Sizce toplum olarak hayal kurmuyor muyuz yoksa kurduğumuz hayallerden bahsetmeye mi utanıyoruz?
Önce ayıplanıyor ve saygı duyulmadığımız için bu melekeden vazgeçiriliyoruz. Saygı görmeyeceğimizi düşünüyoruz. Hayal kurma melekesini istemek, tutku duymak, sahip olmak gibi kavramlar ile karıştırıyoruz. Hayali hak etmeye çalışmıyor korkularımıza teslim oluyoruz. Hayali hak etmek lazım. Ayrıca hayallerinden uzak bir toplumu, kitleyi, sınıfı yönetmek çok kolay. Bu da özellikle kurumsallıktan uzak birçok şirketimizin işine geliyor. Bir sorun Allah aşkına, hangi kurumun içinde çalışanlar kurumun değerleri ile değil kendi değerleri ile var olabiliyorlar? Neden kurumun değerlerine biyad etmek zorunda insanlar. Kendi öz değerleri ile daha fazla üretmezler mi? Biz hayal etmekten vazgeçiriliyoruz.
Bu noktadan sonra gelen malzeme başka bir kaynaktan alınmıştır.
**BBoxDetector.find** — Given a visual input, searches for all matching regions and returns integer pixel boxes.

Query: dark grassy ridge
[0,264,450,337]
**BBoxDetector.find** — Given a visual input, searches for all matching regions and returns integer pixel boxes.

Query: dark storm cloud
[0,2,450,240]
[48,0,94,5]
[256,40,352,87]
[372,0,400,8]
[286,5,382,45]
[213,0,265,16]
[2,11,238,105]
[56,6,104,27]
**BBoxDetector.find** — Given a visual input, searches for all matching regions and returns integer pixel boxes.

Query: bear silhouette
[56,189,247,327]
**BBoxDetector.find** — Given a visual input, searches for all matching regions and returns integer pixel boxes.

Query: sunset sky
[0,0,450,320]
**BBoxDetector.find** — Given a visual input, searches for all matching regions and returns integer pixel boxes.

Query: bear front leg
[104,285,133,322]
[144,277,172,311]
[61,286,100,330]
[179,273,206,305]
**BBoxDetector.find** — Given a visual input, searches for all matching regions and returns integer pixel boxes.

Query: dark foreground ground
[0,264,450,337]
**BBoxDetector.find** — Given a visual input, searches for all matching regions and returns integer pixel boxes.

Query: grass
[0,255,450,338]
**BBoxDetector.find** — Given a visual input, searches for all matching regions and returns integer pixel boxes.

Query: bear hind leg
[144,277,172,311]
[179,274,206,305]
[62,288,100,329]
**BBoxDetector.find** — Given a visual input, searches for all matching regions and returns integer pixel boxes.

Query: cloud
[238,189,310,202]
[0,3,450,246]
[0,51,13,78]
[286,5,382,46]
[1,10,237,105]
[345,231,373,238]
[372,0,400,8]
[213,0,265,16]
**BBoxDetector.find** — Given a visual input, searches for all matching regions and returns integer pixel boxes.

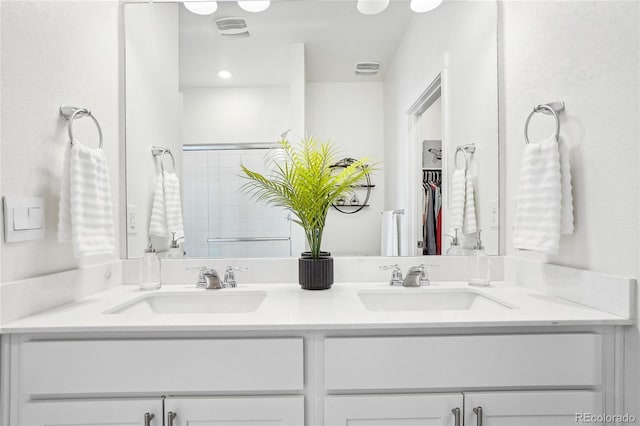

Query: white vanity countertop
[2,282,633,334]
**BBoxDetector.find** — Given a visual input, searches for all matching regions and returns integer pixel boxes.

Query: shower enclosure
[183,143,292,258]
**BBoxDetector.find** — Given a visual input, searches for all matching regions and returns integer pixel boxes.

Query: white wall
[501,1,640,417]
[306,83,386,256]
[418,97,442,141]
[124,3,182,258]
[0,1,120,282]
[384,1,499,254]
[182,86,292,144]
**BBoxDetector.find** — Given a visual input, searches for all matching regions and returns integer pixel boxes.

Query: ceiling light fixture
[409,0,442,13]
[184,1,218,15]
[218,70,231,80]
[238,0,271,12]
[356,0,389,15]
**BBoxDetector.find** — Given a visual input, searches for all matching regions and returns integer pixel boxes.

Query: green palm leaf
[241,137,372,258]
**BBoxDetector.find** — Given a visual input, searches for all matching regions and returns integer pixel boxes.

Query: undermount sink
[358,288,512,312]
[105,290,267,314]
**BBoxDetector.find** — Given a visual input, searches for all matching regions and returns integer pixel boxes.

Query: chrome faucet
[187,266,223,290]
[222,266,249,288]
[380,264,404,285]
[402,265,431,287]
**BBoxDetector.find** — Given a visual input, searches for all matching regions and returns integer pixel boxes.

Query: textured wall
[0,1,120,282]
[306,83,384,256]
[500,1,640,416]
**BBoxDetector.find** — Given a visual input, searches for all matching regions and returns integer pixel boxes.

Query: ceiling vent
[356,62,382,75]
[216,18,249,38]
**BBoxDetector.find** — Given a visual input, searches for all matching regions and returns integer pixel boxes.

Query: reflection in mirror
[125,0,499,258]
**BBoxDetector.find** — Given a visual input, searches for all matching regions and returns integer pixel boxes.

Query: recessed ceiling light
[238,0,271,12]
[356,0,389,15]
[409,0,442,13]
[218,70,231,80]
[184,1,218,15]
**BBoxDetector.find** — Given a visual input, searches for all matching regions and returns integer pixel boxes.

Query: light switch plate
[127,204,138,235]
[489,200,500,228]
[2,195,45,243]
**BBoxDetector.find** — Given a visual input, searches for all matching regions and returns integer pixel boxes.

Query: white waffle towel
[58,142,116,258]
[462,171,478,235]
[513,136,573,254]
[449,169,466,235]
[149,172,184,238]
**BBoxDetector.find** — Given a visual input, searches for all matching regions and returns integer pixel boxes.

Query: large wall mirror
[124,0,500,258]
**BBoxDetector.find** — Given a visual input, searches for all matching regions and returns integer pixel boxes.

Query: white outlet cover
[2,195,45,243]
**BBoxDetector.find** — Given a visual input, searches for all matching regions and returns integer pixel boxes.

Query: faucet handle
[222,266,249,288]
[186,266,218,287]
[411,263,440,286]
[380,263,400,271]
[380,263,403,285]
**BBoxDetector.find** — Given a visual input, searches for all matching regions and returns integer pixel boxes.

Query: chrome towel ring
[151,146,176,173]
[453,143,476,170]
[524,101,564,144]
[60,105,103,149]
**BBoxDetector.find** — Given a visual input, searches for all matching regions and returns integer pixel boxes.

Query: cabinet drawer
[325,333,602,390]
[20,338,304,395]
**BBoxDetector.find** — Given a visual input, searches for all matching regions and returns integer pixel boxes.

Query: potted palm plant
[241,137,371,290]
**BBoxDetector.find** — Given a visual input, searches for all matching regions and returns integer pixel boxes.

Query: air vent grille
[356,62,382,75]
[216,18,250,38]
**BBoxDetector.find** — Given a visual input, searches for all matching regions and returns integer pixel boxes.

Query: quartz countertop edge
[2,282,633,334]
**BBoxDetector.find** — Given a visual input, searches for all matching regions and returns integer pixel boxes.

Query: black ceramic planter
[298,251,333,290]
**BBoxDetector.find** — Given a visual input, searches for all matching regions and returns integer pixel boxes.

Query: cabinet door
[165,396,304,426]
[19,398,162,426]
[324,394,463,426]
[464,391,602,426]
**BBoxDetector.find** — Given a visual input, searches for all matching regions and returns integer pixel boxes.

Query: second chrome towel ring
[151,146,176,173]
[524,101,564,144]
[453,143,476,170]
[60,105,102,149]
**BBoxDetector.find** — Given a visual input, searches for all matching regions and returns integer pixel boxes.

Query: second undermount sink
[358,288,512,312]
[105,290,267,314]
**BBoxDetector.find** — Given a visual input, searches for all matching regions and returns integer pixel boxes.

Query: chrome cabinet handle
[167,411,177,426]
[473,407,482,426]
[451,408,460,426]
[144,413,156,426]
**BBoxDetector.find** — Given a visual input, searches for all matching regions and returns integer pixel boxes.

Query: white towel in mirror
[149,171,184,238]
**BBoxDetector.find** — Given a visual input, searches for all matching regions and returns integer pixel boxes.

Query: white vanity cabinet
[9,336,305,426]
[324,394,464,426]
[19,398,162,426]
[324,333,604,426]
[164,396,304,426]
[3,329,615,426]
[464,391,603,426]
[325,391,602,426]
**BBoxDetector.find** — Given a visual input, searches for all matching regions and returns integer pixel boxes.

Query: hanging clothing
[422,171,442,255]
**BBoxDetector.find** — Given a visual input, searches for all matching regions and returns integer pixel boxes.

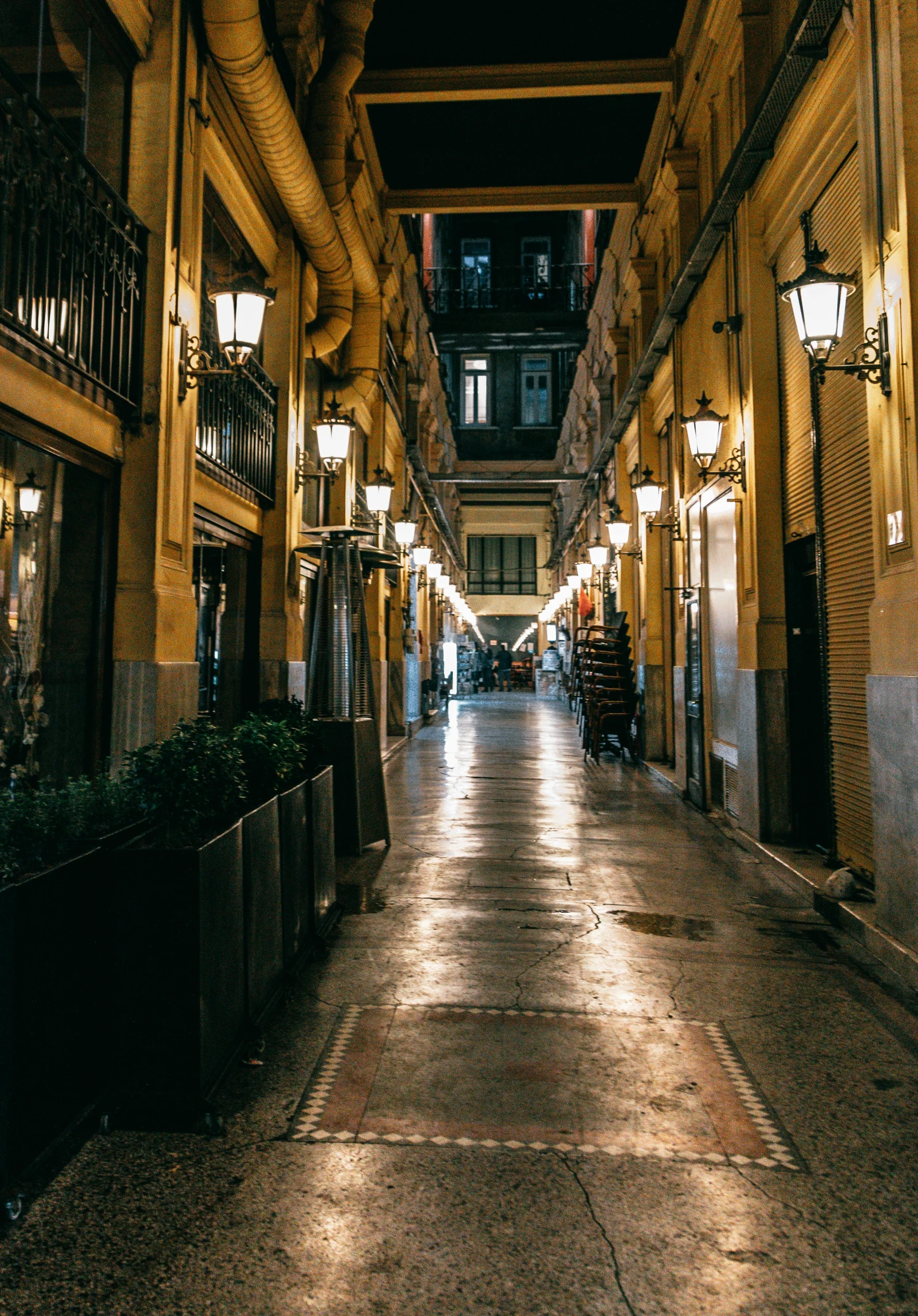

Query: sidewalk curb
[643,762,918,991]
Hayallerin gerçekleştirilmesinde yaş faktörü için ne dersiniz? Sizce de en büyük düşman ertelemek mi?
Yaş aldıkça zaten bu meleke yozlaşıyor. Hayat sebebinden uzaklaşılıyor. En büyük düşman korku. Millet ne der? Neleri kaybederim? Rahatlık çemberim bozulur? Sonuç, insan=koyun. O zaman güdülürüz.

Dreamstalk’dan bahsedebilir miyiz?

Dreamstalk soyut bir iş yapmasına rağmen çok somut çıktıları olan bir platform.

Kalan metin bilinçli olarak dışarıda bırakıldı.